Imagine this scenario:
You are organizing a conference session and thinking about possible invited speakers. You want a mix of old(er) superstars and dynamic early-career people.
One of the early-career candidates for an invited talk has told you that she plans to drop out of academia soon because she is moving to the city where her husband got a job. She might teach a bit but has no plans to continue as an active researcher, despite getting a PhD in a high-profile program and doing excellent and significant work.
Do you invite her anyway because her research is interesting, or do you give the invited talk slot to someone whose career prospects would benefit from the invitation and visibility?
Should a person's stated lack of interest in a future career involving research be a factor in this decision, assuming that there are other possible candidates whose research is as interesting and as compatible with the theme of the conference session?

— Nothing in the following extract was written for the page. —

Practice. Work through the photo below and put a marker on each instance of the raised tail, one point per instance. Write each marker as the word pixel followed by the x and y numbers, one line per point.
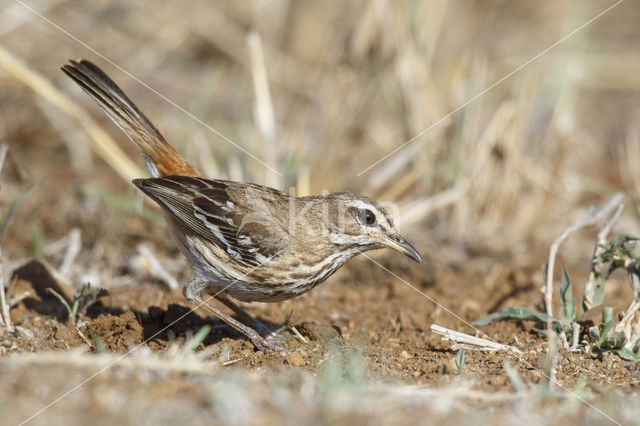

Or is the only thing that matters the research topic (and maybe also the individual's speaking ability)?
I think I would invite the quitting-research person anyway if she is clearly the best person for the session, no matter what her stated career goals. Even if the invited talk slot wouldn't benefit her career, it might benefit others in the audience (e.g., students or others who would learn something from her talk) or it might benefit the session overall to have a diverse group of invited speakers ("diverse" could refer to research topic, methods, career stage, gender etc.).
If, however, there were other excellent candidates who would give a similarly excellent and useful talk and who would also personally benefit from the invitation, I might well tilt towards inviting one of them instead.
One of my colleagues has been in this decision-making situation recently, so I was thinking about this type of scenario.